Is there an East Coast bias at work against Pac-10 teams?
I insist there is not, but Nestor, my straight-shooting colleague from Bruins Nation, sees it differently. I took issue with his contentions, particularly his claim that E.S.P.N. is biased in favor of the S.E.C.
A case can be made that E.S.P.N. prefers the Big Ten to the S.E.C. (as evidenced by the Worldwide Leader's support for Charles Woodson's Heisman Trophy candidacy over Peyton Manning's in 1997) and a case certainly can be made that E.S.P.N. prefers the Pac-10 to the S.E.C., based upon Bristol's trumpeting of Southern California over L.S.U. in 2003 and over Auburn in 2004.
Nestor still maintains that the bias is there, citing a single alumnus from an S.E.C. school on the E.S.P.N. payroll, so I would like to offer a pair of alternative explanations, one of which Nestor has touched upon already.
Honestly, is Rece Davis's presence even remotely adequate to overcome this guy's anti-S.E.C. bias?
1. E.S.P.N.'s coverage is dictated by the profit motive, not by regional bias. One reason the Big Ten receives so much coverage from the Worldwide Leader is that the noon game on the E.S.P.N. family of networks almost always involves two Big Ten teams, while S.E.C. and Pac-10 matchups are aired on C.B.S. and Fox, respectively.

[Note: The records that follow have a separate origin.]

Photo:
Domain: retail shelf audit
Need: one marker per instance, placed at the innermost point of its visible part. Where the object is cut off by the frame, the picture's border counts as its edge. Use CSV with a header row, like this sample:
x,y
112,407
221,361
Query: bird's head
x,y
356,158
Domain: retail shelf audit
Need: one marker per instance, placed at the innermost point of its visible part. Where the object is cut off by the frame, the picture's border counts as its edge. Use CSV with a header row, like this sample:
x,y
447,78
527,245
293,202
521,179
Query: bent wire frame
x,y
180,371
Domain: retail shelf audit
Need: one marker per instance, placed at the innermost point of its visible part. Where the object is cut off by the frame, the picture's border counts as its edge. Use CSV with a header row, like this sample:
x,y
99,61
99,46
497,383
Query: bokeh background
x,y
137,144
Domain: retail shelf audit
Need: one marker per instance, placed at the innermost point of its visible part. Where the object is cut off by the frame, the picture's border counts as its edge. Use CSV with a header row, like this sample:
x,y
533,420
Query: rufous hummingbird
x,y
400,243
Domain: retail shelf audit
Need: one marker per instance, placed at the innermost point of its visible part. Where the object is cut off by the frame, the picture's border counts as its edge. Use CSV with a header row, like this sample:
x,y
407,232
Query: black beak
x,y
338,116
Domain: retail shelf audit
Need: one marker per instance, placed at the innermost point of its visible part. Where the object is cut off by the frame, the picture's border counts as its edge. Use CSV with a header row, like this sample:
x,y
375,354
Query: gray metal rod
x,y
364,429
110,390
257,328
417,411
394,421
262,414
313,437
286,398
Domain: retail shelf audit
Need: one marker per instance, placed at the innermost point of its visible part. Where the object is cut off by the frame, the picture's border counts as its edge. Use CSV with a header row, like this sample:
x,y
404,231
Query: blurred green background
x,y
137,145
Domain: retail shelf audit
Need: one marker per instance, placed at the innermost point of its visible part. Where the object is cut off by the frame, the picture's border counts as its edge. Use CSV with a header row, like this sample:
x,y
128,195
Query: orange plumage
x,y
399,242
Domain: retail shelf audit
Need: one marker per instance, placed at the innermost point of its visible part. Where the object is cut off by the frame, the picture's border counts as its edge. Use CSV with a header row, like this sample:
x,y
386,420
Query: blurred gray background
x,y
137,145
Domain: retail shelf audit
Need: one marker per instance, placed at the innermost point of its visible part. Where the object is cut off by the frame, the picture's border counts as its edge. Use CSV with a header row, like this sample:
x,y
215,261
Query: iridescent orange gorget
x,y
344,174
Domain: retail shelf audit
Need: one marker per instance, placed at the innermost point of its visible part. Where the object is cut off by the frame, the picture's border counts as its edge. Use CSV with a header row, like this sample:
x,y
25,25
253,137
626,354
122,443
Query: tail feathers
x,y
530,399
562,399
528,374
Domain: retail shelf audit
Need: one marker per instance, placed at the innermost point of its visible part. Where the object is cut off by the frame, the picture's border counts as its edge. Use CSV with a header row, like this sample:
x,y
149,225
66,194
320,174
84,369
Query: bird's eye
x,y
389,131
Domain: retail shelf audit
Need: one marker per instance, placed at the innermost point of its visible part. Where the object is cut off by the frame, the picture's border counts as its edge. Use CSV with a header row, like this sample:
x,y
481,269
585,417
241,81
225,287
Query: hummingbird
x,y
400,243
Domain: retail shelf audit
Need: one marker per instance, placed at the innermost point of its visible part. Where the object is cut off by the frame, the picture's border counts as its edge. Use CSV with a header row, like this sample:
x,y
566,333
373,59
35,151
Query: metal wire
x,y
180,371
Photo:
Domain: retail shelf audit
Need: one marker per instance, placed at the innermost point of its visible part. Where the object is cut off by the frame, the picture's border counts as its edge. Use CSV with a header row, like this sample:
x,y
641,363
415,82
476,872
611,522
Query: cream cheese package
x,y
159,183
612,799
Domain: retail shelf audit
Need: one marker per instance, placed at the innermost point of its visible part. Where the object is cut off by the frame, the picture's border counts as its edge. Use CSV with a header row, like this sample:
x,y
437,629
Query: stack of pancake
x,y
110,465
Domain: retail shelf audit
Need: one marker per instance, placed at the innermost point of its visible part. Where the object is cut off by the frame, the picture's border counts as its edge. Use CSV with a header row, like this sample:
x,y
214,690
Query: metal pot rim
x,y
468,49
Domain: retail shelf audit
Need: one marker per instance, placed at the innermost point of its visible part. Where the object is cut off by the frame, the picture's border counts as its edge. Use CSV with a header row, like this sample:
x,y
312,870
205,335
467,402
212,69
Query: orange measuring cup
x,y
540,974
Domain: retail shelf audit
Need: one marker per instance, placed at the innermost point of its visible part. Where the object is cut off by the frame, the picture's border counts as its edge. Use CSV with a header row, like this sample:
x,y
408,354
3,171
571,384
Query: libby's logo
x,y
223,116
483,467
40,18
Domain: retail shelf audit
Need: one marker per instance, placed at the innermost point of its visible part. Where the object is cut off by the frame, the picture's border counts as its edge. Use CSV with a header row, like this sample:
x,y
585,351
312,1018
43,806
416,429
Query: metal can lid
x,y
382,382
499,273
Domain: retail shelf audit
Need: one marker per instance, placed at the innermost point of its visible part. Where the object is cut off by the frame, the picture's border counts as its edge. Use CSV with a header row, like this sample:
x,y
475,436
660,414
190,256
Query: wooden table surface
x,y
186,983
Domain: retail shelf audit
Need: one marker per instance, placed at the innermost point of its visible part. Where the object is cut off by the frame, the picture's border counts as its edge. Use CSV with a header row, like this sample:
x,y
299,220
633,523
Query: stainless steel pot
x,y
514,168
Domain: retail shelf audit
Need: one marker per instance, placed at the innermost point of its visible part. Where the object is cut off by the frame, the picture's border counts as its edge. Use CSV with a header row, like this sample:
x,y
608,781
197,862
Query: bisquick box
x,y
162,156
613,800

"College GameDay" simply hypes the games to which its parent company has the broadcast rights. This is no different from the decision to allow artists from a commonly owned record label to perform the "GameDay" theme song. Where there's money to be made (as with, for instance, airing shows declaring the Pac-10 champion to be "The Greatest Team Ever"), E.S.P.N. is right there on the West Coast bandwagon.

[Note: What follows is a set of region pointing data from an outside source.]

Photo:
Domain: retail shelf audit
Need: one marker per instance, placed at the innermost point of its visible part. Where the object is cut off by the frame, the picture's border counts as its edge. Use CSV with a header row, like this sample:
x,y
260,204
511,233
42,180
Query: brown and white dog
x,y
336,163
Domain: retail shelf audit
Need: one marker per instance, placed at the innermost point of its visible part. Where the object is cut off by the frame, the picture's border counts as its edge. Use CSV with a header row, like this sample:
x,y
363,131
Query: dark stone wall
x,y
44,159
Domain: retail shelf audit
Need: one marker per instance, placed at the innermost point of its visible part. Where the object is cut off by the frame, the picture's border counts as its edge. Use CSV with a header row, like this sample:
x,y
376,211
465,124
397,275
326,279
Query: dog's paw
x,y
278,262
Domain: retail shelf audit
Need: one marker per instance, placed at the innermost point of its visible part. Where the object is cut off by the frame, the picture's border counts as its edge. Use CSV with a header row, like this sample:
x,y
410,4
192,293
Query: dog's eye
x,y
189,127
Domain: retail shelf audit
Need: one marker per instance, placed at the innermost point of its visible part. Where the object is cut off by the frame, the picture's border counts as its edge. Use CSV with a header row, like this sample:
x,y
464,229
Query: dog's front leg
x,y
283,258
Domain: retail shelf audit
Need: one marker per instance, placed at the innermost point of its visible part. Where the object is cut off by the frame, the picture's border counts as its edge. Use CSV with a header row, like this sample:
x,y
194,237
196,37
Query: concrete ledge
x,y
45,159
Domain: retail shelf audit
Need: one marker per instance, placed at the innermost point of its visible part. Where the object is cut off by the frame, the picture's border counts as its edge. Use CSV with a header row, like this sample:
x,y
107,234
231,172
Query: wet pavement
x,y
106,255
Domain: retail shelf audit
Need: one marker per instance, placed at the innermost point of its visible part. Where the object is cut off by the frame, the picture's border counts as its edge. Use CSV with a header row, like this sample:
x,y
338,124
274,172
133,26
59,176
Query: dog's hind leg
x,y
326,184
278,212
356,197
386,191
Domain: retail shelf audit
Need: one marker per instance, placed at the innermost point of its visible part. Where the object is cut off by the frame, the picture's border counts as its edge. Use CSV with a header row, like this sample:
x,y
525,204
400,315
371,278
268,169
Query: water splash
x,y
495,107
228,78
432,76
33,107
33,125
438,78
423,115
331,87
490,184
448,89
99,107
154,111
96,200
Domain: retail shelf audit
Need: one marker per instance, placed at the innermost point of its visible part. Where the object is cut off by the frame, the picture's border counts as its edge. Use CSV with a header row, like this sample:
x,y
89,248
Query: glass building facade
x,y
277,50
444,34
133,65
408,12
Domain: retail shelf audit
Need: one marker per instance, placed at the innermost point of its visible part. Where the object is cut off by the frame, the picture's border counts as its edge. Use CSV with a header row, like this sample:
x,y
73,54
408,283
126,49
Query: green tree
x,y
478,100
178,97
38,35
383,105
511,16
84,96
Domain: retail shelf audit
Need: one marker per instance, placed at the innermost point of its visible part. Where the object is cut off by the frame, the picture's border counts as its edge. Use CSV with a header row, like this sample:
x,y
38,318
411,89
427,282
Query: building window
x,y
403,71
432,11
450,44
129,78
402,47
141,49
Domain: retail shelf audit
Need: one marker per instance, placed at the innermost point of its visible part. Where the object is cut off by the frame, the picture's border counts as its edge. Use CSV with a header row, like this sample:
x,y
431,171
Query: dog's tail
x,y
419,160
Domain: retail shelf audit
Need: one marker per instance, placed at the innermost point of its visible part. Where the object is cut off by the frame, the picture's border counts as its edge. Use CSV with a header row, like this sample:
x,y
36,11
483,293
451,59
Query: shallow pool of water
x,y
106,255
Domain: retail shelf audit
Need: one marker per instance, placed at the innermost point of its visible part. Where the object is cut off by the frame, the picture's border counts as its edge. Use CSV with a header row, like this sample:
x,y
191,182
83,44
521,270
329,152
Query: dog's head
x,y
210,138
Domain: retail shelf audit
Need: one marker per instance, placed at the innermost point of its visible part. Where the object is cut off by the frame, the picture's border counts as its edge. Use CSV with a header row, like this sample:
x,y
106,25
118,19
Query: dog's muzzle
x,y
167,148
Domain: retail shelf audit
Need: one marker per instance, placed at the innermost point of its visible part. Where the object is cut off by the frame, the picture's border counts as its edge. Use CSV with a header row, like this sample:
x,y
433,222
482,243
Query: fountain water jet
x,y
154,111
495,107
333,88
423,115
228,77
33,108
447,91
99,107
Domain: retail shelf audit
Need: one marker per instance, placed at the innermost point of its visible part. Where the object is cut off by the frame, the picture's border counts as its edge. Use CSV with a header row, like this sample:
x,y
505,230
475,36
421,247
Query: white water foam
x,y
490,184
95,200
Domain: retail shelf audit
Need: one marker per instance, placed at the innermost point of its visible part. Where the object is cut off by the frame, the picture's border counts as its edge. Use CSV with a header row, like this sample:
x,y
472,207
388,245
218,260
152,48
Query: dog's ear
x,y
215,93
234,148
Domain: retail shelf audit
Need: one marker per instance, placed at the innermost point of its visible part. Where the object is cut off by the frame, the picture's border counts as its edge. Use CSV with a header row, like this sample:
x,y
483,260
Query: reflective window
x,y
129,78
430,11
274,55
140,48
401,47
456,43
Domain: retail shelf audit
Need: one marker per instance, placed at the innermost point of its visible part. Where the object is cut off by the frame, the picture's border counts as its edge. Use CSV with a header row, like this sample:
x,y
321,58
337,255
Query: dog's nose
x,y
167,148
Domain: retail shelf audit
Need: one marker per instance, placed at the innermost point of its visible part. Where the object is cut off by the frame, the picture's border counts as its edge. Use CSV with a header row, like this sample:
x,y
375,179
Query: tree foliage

Not part of E.S.P.N.'s college football broadcasting team.
2. In college football as in comedy, timing is everything. E.S.P.N. isn't disrespecting the Pac-10, it's obeying the laws of physics and the dictates of its employees' R.E.M. cycles.
A night game in Berkeley, Los Angeles, or Seattle is a late night game in Bristol. "GameDay Final" covers every college football game in rough proportion to its importance, but Rece Davis can't report on the outcomes of games that aren't over yet.